Non c'è dubbio, magari sufficientemente vicini da non fargli arrivare tagliatori di teste in fregola maomettana. Fino all'harakiri esplicito, per quanto involontario: «Questo è un attacco all'Europa: Lampedusa in Italia è la porta di Europa». Ecco, appunto, allora forse sarebbe il caso di tenerla, non diciamo serrata, ma quantomeno non spalancata di fronte alla jihad dei barconi, su cui l'intelligence americana mise in guardia il nostro governo già un anno fa, ma la mitologica Lamorgese rispose che i pericoli per la sicurezza dei cittadini «non devono essere inquadrati come terrorismo di matrice islamica», ci mancherebbe, lo sanno bene a Nizza.
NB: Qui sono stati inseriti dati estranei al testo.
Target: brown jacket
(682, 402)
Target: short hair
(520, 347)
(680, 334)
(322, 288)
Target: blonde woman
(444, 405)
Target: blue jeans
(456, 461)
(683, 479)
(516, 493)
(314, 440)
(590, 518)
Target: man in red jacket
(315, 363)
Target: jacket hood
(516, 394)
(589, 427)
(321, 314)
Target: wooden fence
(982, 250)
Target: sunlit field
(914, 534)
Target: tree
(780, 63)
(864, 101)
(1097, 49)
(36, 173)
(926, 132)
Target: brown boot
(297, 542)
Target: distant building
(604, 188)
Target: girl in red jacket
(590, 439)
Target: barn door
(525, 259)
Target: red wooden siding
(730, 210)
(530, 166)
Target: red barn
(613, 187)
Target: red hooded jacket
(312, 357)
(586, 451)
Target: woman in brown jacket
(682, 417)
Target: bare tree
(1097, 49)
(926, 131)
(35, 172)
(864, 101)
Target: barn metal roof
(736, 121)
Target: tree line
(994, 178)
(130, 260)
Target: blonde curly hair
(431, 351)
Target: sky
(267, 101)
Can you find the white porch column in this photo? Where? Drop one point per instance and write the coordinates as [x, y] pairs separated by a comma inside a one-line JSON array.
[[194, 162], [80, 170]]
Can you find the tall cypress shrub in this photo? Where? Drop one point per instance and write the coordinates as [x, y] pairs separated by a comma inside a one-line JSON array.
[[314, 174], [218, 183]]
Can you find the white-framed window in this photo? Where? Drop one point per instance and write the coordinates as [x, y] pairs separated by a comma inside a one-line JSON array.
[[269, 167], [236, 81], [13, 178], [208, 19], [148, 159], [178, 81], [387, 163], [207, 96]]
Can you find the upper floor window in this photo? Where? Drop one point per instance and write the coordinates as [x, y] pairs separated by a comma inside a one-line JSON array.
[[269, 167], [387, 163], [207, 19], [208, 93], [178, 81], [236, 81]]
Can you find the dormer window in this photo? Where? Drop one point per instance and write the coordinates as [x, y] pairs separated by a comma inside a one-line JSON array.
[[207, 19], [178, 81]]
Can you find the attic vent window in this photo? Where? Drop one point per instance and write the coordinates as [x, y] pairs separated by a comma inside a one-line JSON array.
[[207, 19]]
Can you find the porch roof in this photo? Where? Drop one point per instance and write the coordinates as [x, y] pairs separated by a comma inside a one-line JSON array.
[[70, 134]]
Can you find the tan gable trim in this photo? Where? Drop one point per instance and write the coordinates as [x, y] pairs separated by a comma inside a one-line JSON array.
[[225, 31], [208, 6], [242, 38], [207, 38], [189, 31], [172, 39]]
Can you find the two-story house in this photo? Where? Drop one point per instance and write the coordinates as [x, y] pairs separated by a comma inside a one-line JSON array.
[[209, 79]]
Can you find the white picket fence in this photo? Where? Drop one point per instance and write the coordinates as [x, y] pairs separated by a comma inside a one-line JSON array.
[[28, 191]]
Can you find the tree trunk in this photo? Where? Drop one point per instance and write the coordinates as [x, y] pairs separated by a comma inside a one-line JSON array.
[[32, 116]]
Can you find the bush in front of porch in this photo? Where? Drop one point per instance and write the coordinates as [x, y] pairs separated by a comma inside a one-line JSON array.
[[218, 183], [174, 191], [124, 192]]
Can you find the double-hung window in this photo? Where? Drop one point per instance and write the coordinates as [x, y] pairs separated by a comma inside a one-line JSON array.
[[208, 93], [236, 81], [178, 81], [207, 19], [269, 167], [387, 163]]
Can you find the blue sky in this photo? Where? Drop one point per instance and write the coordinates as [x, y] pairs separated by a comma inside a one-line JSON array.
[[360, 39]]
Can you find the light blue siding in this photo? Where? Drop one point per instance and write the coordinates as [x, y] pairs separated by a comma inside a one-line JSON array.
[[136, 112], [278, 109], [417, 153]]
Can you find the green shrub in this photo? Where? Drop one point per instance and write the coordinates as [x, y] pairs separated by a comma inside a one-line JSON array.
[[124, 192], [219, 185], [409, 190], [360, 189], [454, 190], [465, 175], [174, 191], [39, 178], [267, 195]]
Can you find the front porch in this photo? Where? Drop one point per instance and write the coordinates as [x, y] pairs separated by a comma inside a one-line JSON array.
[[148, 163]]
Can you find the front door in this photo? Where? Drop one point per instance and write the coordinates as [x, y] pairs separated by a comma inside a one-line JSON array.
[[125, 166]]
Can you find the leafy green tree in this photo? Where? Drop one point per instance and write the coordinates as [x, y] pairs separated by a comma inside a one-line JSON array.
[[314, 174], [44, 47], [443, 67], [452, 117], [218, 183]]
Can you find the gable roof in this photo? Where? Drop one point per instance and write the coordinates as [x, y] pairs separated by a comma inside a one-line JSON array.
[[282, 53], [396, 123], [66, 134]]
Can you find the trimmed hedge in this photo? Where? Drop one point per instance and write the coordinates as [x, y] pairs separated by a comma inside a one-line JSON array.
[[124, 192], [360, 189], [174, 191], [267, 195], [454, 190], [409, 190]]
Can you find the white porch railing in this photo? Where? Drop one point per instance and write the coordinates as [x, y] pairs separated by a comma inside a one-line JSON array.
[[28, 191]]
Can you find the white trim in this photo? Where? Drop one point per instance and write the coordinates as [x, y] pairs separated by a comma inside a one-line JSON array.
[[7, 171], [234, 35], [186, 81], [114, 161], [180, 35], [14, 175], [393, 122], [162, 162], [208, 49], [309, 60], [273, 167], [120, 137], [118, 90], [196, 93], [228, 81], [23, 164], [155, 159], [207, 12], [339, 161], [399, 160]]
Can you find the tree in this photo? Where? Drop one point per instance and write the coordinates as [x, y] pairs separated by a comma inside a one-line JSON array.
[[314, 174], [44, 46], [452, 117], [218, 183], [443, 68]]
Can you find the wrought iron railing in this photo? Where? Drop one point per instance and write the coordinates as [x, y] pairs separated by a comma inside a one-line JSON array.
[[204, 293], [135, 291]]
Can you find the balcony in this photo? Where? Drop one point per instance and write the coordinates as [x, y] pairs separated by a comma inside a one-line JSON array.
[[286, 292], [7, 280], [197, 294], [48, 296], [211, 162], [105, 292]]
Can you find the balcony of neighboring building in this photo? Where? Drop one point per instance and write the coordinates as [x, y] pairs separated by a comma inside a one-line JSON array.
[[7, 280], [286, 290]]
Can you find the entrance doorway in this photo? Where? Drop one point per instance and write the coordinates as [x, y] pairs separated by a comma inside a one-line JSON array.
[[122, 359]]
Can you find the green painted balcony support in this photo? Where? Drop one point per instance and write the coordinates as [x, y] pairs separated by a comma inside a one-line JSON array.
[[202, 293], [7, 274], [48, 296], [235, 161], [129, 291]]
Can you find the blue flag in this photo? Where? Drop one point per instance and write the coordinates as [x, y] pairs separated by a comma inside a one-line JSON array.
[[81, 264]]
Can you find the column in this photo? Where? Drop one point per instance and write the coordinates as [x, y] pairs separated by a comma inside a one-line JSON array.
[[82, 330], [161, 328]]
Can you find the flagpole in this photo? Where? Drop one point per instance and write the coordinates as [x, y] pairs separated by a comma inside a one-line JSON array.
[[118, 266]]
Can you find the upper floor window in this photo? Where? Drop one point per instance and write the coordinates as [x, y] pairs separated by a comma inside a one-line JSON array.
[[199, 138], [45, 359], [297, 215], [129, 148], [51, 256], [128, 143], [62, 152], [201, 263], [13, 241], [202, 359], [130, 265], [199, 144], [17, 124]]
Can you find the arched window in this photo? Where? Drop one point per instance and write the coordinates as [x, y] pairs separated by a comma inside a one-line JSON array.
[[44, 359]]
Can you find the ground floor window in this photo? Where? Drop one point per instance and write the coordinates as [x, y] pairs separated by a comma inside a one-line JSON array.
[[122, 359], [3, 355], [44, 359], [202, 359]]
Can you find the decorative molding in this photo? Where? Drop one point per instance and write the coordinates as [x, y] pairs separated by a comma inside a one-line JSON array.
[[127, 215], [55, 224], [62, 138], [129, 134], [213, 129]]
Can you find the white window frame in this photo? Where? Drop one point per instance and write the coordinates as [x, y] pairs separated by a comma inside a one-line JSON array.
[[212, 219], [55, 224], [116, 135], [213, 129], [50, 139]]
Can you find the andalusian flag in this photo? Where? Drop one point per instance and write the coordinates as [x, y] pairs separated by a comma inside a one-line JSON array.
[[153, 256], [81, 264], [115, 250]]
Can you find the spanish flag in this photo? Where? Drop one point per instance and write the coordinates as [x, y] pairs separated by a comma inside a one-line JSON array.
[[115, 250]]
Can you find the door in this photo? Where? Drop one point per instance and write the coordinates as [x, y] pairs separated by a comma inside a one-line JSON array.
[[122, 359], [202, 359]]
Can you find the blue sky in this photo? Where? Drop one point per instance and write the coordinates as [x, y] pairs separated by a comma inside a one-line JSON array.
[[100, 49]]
E infatti contro il virus del Terrore islamico siamo inermi. Nessun vaccino, che sarebbe poi la volontà di rispondere alla guerra dichiarata con la guerra, non con l'ignavia di nutrire il coccodrillo sperando di essere mangiati per ultimi, avrebbe detto Sir Winston Churchill. Nessun tracciamento, che sarebbe poi la mappatura sistematica di cellule (per ora) dormienti, moschee equivoche, imam pericolosi. Nessun lockdown, che sarebbe poi la serrata anche militare di quei quartieri-ghetto ormai di fatto islamizzati delle metropoli europee, per riportarli dal controllo della sharia a quello dello Stato. Sapere che noi italiani rischiamo anche di essere nostro malgrado gli untori di questo contagio, perché i nostri governanti non riescono a impedire gli "sbarchi autonomi" dei sicari coranici, è francamente troppo.